Conheço Luiz Maurício Azevedo faz alguns anos.

Ele fez parte de uma bela aventura, a criação da editora Bipolar, que lançou meu livro “Mal dito”. Estudava Letras na PUCRS. Depois disso, andou pelo mundo. Fez doutorado na sua área na Unicamp. Passou uma boa temporada em doutorado sanduíche nos Estados Unidos de onde retornou craque em temas que muitos negam por aqui. Voltou para o Rio Grande do Sul. Maurício é um intelectual brilhante e sofisticado. Negro. Cito esse aspecto por uma razão que o leitor em seguida entenderá. Ele escreve cada vez melhor num tom espontâneo, coloquial, verdadeiro.

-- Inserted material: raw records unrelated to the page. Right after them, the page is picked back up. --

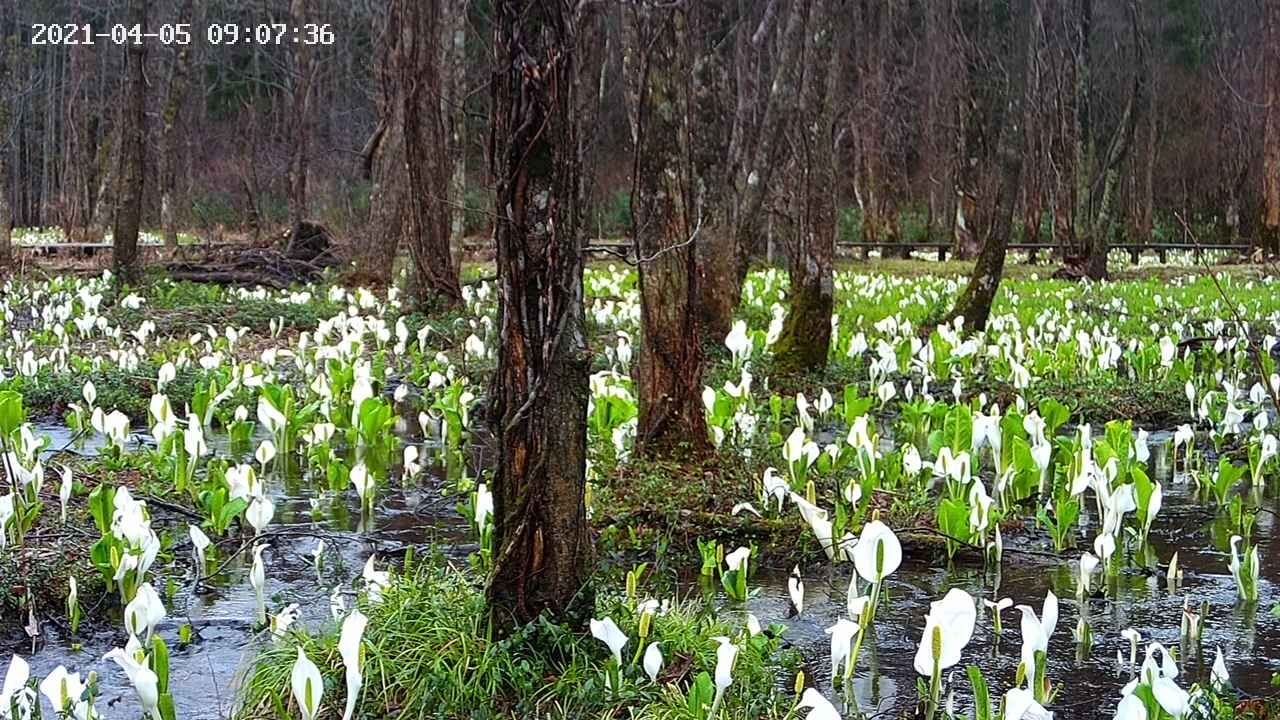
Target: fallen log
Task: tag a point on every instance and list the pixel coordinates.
(278, 265)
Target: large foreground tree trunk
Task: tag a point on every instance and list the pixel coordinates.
(976, 300)
(132, 168)
(663, 89)
(805, 340)
(542, 551)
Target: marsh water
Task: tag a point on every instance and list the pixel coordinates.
(205, 671)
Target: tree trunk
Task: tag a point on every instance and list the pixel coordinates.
(411, 159)
(805, 340)
(298, 124)
(1271, 132)
(456, 109)
(7, 86)
(132, 168)
(662, 59)
(542, 551)
(169, 136)
(434, 278)
(755, 149)
(974, 302)
(1102, 188)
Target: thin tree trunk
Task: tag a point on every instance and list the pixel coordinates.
(1271, 132)
(132, 169)
(456, 26)
(666, 80)
(169, 136)
(754, 158)
(974, 302)
(5, 124)
(298, 124)
(428, 213)
(1102, 188)
(542, 551)
(805, 340)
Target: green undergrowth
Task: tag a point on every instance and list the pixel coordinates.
(428, 654)
(654, 509)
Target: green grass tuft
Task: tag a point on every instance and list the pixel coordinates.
(428, 655)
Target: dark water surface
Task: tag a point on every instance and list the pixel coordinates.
(204, 674)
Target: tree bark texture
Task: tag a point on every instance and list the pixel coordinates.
(300, 124)
(976, 300)
(1270, 229)
(805, 340)
(542, 551)
(667, 78)
(132, 159)
(7, 86)
(169, 145)
(768, 86)
(1104, 185)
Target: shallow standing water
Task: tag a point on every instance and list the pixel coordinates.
(1087, 683)
(205, 673)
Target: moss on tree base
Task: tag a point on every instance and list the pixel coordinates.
(805, 340)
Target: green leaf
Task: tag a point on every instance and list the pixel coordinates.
(981, 695)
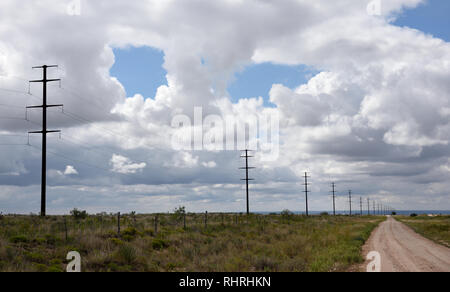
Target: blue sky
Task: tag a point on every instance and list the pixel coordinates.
(432, 18)
(140, 69)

Recebi dele este e-mail: “Juremir, a partir de setembro vou dar uma cadeira chamada ‘Ideias críticas na literatura brasileira’, como parte do meu pós-doutorado lá nas letras da Ufrgs. Embora eu tivesse reunido já uma boa bibliografia, estava achando que faltava a cereja do bolo. Na última sexta-feira, meio que por acaso, estava na Fnac e vi o teu livro. Peguei para fazer uma leitura panorâmica. Sentei numa daquelas poltronas pretas bem duras, ao lado de uma senhora que conversava no celular com um certo Silviano, sobre umas supostas milhas aéreas que ele havia utilizado sem autorização. Quando dei por mim a mulher não estava mais lá. Passavam das três, cara. Perdi completamente a noção do tempo. Tinha lido sem parar. Que livro. Tu sabes bem que eu sou teu leitor desde o Viagem ao extremo sul da solidão (que li em 1999 por sugestão do Volnyr Santos). Contudo, o entusiasmo de agora não tem nada a ver com o julgamento anterior. Raízes do Conservadorismo Brasileiro é uma daquelas obras-primas que mudam a interpretação que um país tem de si mesmo. Os brancos desse país têm uma dívida com os negros, mas tu ficou muito próximo de quitar a tua. Parabéns, cara. Abraço, Mauricio”.

Abri um espumante.

Um espumante imaginário. Trabalhei muito um aspecto dessa história infame no meu livro “Raízes do conservadorismo brasileiro”: a abolição do tráfico de escravos. Explorei minuciosamente a primeira lei a não pegar no Brasil, feita para inglês ver, a lei de 7 de novembro de 1831, que precisou de nova e definitiva versão em 1850.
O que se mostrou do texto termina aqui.